The goal of the first text is simple: confirm you got their message and give them a specific next step. That's it. The actual conversation happens on the phone.
How to Make the First Response Automatic
The workflow above works. But it relies on you or someone on your team remembering to check for new form submissions and send that first text within 5 minutes.
That's hard to do consistently when you're on a job.

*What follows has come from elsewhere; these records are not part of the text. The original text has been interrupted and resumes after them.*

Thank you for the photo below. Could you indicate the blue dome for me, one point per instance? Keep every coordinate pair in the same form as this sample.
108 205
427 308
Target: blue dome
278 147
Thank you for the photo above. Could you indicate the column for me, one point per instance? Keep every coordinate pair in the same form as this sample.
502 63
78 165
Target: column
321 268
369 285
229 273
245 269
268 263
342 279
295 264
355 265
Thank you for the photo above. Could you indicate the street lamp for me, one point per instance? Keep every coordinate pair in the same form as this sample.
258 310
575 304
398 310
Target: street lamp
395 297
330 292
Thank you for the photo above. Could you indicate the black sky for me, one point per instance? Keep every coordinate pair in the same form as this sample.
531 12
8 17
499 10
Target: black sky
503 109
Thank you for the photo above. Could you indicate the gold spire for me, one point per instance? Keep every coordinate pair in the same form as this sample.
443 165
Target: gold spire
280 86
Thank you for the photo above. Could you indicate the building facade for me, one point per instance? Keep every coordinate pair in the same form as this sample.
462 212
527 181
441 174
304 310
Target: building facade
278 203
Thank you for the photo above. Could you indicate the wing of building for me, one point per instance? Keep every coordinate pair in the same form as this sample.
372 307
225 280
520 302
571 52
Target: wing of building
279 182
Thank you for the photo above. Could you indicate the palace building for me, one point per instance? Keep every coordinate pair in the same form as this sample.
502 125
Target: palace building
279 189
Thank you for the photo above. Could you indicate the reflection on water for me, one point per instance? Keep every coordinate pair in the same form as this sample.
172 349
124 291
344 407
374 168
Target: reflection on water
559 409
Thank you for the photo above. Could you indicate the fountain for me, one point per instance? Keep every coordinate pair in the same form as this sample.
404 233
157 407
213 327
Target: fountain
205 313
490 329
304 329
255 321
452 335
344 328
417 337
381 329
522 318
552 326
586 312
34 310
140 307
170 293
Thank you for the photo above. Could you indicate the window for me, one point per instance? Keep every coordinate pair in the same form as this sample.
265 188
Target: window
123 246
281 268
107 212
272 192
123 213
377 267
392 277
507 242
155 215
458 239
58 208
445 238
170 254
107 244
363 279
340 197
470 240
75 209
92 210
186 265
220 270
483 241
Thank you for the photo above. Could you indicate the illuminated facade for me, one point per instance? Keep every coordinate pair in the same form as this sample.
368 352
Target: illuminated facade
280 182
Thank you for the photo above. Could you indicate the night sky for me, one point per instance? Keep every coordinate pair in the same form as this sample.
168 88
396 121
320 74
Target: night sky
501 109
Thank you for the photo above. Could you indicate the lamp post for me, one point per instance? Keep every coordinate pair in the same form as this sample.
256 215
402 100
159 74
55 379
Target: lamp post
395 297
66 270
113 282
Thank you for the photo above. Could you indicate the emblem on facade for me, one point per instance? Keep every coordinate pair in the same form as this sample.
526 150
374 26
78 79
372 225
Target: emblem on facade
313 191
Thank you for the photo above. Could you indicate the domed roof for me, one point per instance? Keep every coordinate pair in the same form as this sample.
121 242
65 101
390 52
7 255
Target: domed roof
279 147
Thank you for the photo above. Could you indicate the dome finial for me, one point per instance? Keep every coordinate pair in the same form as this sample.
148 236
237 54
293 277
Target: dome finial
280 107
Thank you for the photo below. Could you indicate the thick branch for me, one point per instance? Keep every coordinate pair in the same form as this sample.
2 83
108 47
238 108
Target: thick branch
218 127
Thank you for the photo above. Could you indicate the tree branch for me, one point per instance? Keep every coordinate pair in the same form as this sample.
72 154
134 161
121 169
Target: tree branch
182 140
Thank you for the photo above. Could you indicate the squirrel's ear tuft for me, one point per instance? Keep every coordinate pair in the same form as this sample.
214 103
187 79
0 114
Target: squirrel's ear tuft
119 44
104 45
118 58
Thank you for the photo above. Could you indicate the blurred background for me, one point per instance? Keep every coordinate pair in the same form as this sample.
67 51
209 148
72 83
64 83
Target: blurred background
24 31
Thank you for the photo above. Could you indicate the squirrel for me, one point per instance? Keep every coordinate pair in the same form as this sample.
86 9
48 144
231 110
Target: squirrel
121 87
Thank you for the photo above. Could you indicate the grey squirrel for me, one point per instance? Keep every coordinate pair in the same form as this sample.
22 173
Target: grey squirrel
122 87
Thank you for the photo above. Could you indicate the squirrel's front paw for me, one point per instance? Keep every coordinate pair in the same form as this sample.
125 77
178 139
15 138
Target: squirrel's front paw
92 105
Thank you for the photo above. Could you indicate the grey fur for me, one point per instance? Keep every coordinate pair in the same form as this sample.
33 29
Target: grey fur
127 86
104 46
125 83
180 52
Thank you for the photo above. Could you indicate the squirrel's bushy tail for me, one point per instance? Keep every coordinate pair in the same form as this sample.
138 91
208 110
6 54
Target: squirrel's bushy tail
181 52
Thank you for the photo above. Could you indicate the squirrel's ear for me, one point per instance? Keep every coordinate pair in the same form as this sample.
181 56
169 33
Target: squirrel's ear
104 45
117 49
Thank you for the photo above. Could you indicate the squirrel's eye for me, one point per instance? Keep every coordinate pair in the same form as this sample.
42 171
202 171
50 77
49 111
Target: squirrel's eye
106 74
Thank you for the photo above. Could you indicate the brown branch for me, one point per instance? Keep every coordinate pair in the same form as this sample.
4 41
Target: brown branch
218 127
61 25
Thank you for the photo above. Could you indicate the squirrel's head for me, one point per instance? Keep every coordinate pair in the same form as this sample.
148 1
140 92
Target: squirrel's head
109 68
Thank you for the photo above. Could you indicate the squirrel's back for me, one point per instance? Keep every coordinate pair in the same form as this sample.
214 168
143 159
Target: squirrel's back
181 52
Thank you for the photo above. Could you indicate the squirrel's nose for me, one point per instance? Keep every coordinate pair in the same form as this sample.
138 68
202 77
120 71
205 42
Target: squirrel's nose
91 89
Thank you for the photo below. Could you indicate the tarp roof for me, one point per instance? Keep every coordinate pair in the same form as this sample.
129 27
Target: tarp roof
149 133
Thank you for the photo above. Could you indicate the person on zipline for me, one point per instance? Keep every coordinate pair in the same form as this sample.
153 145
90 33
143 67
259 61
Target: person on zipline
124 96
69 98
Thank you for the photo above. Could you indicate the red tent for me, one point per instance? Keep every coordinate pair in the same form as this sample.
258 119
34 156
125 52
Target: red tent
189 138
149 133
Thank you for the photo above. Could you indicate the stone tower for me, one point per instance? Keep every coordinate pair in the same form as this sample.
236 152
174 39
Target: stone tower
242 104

The better version: hook your contact form to an SMS auto-responder so every new submission gets a text in under a minute, automatically, from your business number. The homeowner hears from you before they've had time to pull up Google and call someone else. No manual check, no remembering.
This is what ConnectFirst does for HVAC shops. When a prospect contacts you through your website, ConnectFirst sends an automatic text back within 30 seconds from your existing number. You get notified of the lead, and you follow up with a call when you're free. The homeowner already knows you're on it.
Setup takes about 20 minutes. There's no new app to check, no new number to advertise, and no contract. It's $99/month.
If form leads are going quiet before you get a chance to reply, fill out the contact form and tell us about your shop. We'll review your setup and show you the best way to automate first response.
Key Takeaways
- 88% of HVAC companies take more than 5 minutes to respond to a web form lead. Most take hours. Some never reply.
- 78% of customers book with whoever responds first. Second place on a form lead is usually last place.
- Form leads go cold faster than missed calls. The homeowner filled it out and moved on. They're not waiting.
- Text first, then call. A reply in 2 minutes beats a phone call 45 minutes later, even if the call is more thorough.
- You don't need a CRM. Get form notifications as texts, keep a template ready, send one follow-up if no reply. That's the system.
- If you're on a job when the form comes in, automation handles the first reply. The homeowner hears from you in seconds regardless.